# Optic fibre diameter



## INGOZI (May 9, 2005)

Ryan

The most popular is probably 0.019", second to that is the recent super small 0.010" diameter. In the old days we thought it was "revolutionary" to have 0.029" and even 0.039", the very small pins are great at longer ranges as you can see more of your target, the down side is that they are slightly unclear (not that bright) in bad light, except if you have some wrapped fibre optic (like the new hoggwrap www.spot-hogg.com). As I said the other option which is the most common and most popular is 0.019" size pins which is probably the best all round choice.

The 0.029" is just too big, great if you are going to shoot at 20yards but they start covering too much of your target past that for pin point shooting.

Hope this helps?

Engee


----------



## Bushcat (Aug 31, 2007)

Yes that clears it right up. 0.019" pins with Hog wrap for me. Spoke to Redge and he recons that in the first week of December he is hoping to have the 101 available. I have just read that BT rejected the first consingment of Limbs for the Airborne's as they were not to spec so this can only lead to delays. 

Thank you for taking the time to answer my question Engee.
Ryan


----------



## INGOZI (May 9, 2005)

No problem, glad that I could help. I'm also looking forward to shooting the new models, just too see what they are like. I honestly think that the 101st is going to be the most popular BowTech model for seasons to come.


----------



## Matatazela (Mar 1, 2005)

Agree with Engee. 0.029 is simply too bright in SA conditions, whereas a .019 with a glow stick or light unit will still do you well in the darkest night for bushpig. 

I really don't know why sight manufacturers don't put on 1 X 0.029" pin for your closest shots, 2 X 0.019" pins for 30 - 50m and 2 X 0.010" pins for extended distances.


----------



## ASG (Jun 25, 2007)

.019 pins rule!

Bushcat, 

The smaller diameter pins allow you to place your arrow more accurately.
Bigger pins cover too much of the target. With a .019 you aim at a certain tick on the kill zone and drive him through your quarry.:wink:

I've also always believed that a 0.19 has no equal when it comes to indoor @ 20 yards.


----------



## Bee (Sep 17, 2007)

i must say i was shooting with a .029 and then i switched to.019 and my acurucy inmprove alot

i say .019


----------



## Gerhard (Aug 3, 2005)

I had 0.19 on my sights but I then bought 0.09 Fitz Fiber optics and I am really enjoying them.
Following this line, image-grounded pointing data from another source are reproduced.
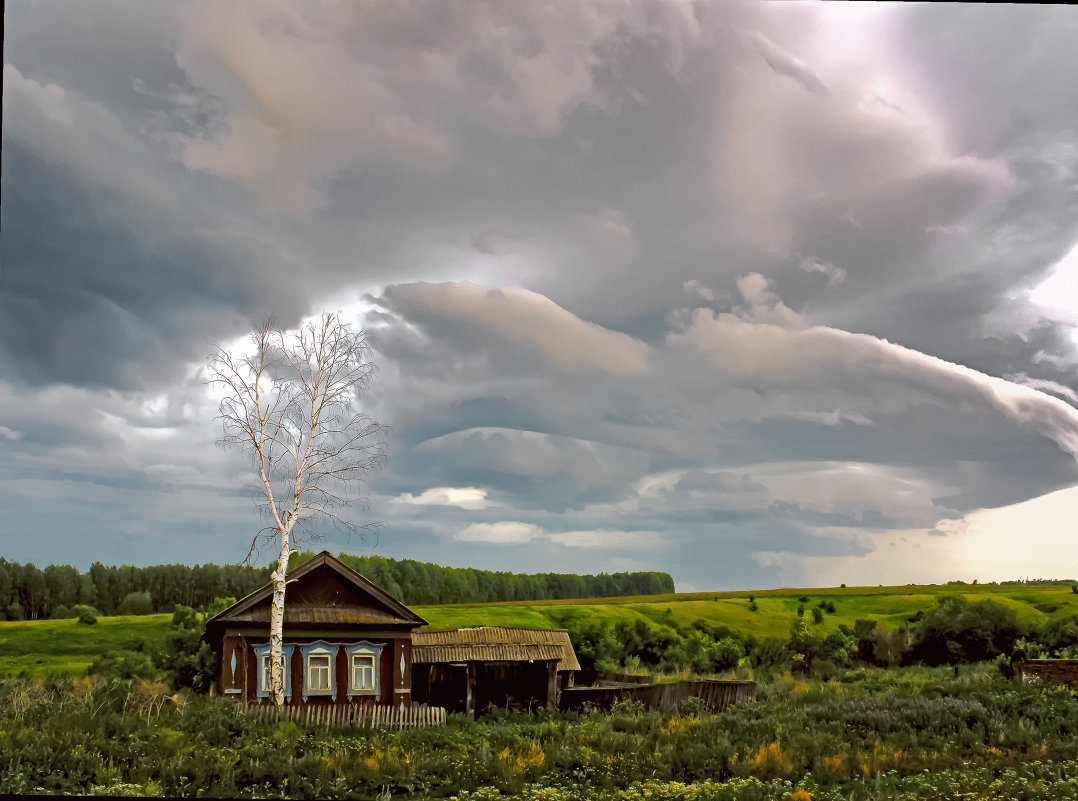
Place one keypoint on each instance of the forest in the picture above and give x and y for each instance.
(30, 593)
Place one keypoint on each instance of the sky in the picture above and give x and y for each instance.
(759, 294)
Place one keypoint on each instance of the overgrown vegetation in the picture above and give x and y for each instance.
(869, 733)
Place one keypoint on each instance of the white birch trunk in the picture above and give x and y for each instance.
(277, 624)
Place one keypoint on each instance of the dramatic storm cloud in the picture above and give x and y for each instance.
(755, 293)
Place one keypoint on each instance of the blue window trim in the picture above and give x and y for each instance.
(260, 651)
(363, 647)
(306, 650)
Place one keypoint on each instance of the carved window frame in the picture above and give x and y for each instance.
(319, 648)
(363, 648)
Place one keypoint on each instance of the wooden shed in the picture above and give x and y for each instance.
(469, 670)
(346, 640)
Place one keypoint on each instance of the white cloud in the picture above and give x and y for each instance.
(834, 275)
(468, 497)
(502, 533)
(607, 538)
(529, 319)
(309, 92)
(766, 355)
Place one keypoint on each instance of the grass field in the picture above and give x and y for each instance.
(67, 647)
(892, 606)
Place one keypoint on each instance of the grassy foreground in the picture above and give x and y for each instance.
(909, 734)
(65, 647)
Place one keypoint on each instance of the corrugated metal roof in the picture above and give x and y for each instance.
(494, 644)
(243, 609)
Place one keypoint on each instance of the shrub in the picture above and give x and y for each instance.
(136, 604)
(957, 631)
Its all personal preference.

Good luck on your choice.

Gerhard


----------



## Bushcat (Aug 31, 2007)

With the advent of the Spott hog "Hogwrap" as tested by Ingozi in the November ABH, It stands to reason that the smaller diameter fibres will now not have an issue with brightness in low light conditions and consequently the 0.10" fibres are now the ones to go for. Is this reasoning sound or do you all still prefer the 0.19" for hunting.

Thank you 
Ryan


----------



## Matatazela (Mar 1, 2005)

.029" is good to about 20m before it starts to obscure a largish patch of target.

.019 is good to about 50m before the same starts to happen.

With .009 or .010, you can go a much greater distance from the target. The fine points of light will indeed be extremely precise. When I am steady enough to make such fine adjustments on the target, I will let you know!!! 

With regard to brightness, if you can't see the pins, most sights have a light as an option, and sopme of them are so bright that they would make even .000001 fibres bright!

You will need to make sure that the fibres are indeed protected because twigs that get snagged on the fibre can damage them during a walk and stalk, which means black pins for the next shot.


----------



## Matatazela (Mar 1, 2005)

I should have also said that .029" is good to about 20m but if you are standing in sunlight, the patch obscured by the bright pin seems to grow, because it is extremely bright, (I guess this should be tempered with "_depending on the brand_")


----------



## Bushcat (Aug 31, 2007)

Thanks James, I think that I will go with the Spott hog real deal with the 0.010' and the Hog wrap. 

Ryan


----------



## Matatazela (Mar 1, 2005)

Kewl! I don't think that you will be sorry.


----------



## Dugga Boy (Apr 21, 2003)

Bushcat said:


> Thanks James, I think that I will go with the Spott hog real deal with the 0.010' and the Hog wrap.
> 
> Ryan


You can also combine the pin sizes.

My Hunter Hogg-it came in yesterday and I quickly took a pic.

The upper 4 pins are 0.019", the bottom 3 pins are 0.010" for the longer distances.

The quality of the pic doesn't do the sight justice. It's great.

I made the photo with the optional Rheostat-light switched on at the lowest level.

DB


----------



## INGOZI (May 9, 2005)

IMHO there is no other company that makes such quality hunting sights as Spot Hogg. The Hunter Hogg It with Hoggwrap and 0.010" pins is absolutely the best sight money can buy. You wont be sorry Bushcat!


----------